4.12. Enzyme-Linked Immunosorbent Assay (ELISA)
All blood samples were collected from the aorta in mice of NTx and Tx groups. The serum samples were separated from whole blood by using a blood collection tube (vacutainer; BD Biosciences, San Jose, CA, USA) at 1300 RCF for 15 min. All blood serum was stored at −80 °C and the estrogen, TRAP, OPG, Osteocalcin activity in serum were analyzed by ELISA kits, following the manufacturer’s instructions. In brief, an equal volume of sample was added to the specific antibody-coated plates. Next, the specific horseradish peroxidase (HRP)-conjugates were added to each well and incubated at 37 °C. After the substrates had been added and incubated in the dark for substrate development, the antibody activity was analyzed by using a microplate reader (BioTek, Winooski, VT, USA). All samples were tested three times, and the results are presented as the relative value.
4.13. Statistical Analysis
Data are presented as mean ± standard deviation (SD). To compare two independent groups, we employed the non-parametric Mann–Whitney U test (also referred to as the Wilcoxon rank; -sum test). This test was chosen due to its suitability for non-normally distributed data and its reliance on rank-based comparisons, making it appropriate for both ordinal and continuous data that do not meet the assumption of normality. A
p-value of less than 0.05 was considered statistically significant. For comparisons involving more than two groups, the Kruskal–Wallis H test, a non-parametric alternative to one-way ANOVA, was applied to assess whether there were statistically significant differences between group medians. This test is suitable for non-parametric data as it does not assume normal distribution. The analysis was conducted using the kruskal.test function in R (v4.4.0). If the Kruskal–Wallis test showed a statistically significant result (
p < 0.05), pairwise comparisons between groups were conducted using the Conover-Iman post hoc test.
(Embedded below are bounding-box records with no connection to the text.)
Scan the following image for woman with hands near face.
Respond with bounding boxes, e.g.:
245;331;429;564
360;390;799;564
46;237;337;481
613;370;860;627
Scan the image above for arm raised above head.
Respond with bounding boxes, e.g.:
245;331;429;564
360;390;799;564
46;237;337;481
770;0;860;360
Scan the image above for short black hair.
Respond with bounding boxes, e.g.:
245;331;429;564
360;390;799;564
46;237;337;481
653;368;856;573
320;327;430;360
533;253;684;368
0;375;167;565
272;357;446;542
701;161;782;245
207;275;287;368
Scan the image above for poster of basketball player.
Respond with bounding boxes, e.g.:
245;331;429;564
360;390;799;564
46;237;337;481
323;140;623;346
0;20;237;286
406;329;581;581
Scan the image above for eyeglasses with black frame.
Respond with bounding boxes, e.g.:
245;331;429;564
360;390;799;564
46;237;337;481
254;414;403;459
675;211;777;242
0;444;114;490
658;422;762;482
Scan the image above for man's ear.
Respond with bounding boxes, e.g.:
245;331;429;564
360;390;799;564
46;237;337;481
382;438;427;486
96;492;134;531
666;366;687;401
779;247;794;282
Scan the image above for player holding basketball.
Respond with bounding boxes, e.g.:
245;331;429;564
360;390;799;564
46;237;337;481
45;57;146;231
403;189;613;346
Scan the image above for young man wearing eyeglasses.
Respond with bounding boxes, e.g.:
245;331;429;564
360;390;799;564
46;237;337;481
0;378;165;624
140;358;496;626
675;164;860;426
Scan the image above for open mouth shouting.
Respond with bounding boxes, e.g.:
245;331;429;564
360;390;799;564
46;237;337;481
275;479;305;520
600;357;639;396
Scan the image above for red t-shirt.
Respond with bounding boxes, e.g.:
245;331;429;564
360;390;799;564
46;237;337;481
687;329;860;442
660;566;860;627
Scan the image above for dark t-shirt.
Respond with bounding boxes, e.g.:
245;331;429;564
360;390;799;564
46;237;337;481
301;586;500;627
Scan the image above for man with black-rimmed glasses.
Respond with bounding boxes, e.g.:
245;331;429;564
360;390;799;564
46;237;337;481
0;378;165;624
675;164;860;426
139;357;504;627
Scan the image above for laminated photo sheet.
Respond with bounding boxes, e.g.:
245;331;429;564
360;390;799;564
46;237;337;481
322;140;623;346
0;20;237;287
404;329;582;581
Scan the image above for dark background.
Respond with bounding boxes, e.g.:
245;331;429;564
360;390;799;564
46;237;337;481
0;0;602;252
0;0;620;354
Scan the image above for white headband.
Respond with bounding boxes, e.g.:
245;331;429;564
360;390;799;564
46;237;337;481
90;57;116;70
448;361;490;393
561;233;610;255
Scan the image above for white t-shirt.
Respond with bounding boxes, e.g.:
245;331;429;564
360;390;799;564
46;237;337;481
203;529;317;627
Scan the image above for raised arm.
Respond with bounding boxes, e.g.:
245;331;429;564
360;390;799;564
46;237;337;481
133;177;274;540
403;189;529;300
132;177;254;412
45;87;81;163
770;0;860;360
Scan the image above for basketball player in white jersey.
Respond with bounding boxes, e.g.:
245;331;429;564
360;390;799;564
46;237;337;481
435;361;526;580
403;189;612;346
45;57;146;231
This test, appropriate for non-parametric data, allows for multiple pairwise comparisons following a significant Kruskal–Wallis test [
41]. Post hoc comparisons were performed using the ConoverTest function from the DescTools (v0.99.54) package [
42]. To account for multiple testing and reduce the risk of Type I errors, the Benjamini–Hochberg correction was applied to adjust the
p-values. This correction controls the false discovery rate (FDR), minimizing the risk of false positives in multiple hypothesis testing. Adjusted
p-values were computed using the ConoverTest function in DescTools (v0.99.54), applying the “BH” method. All statistical analyses were performed using R (v4.4.0) and RStudio (v2024.04.0+735) [
43]. A
p-value of less than 0.05 was considered statistically significant for all tests.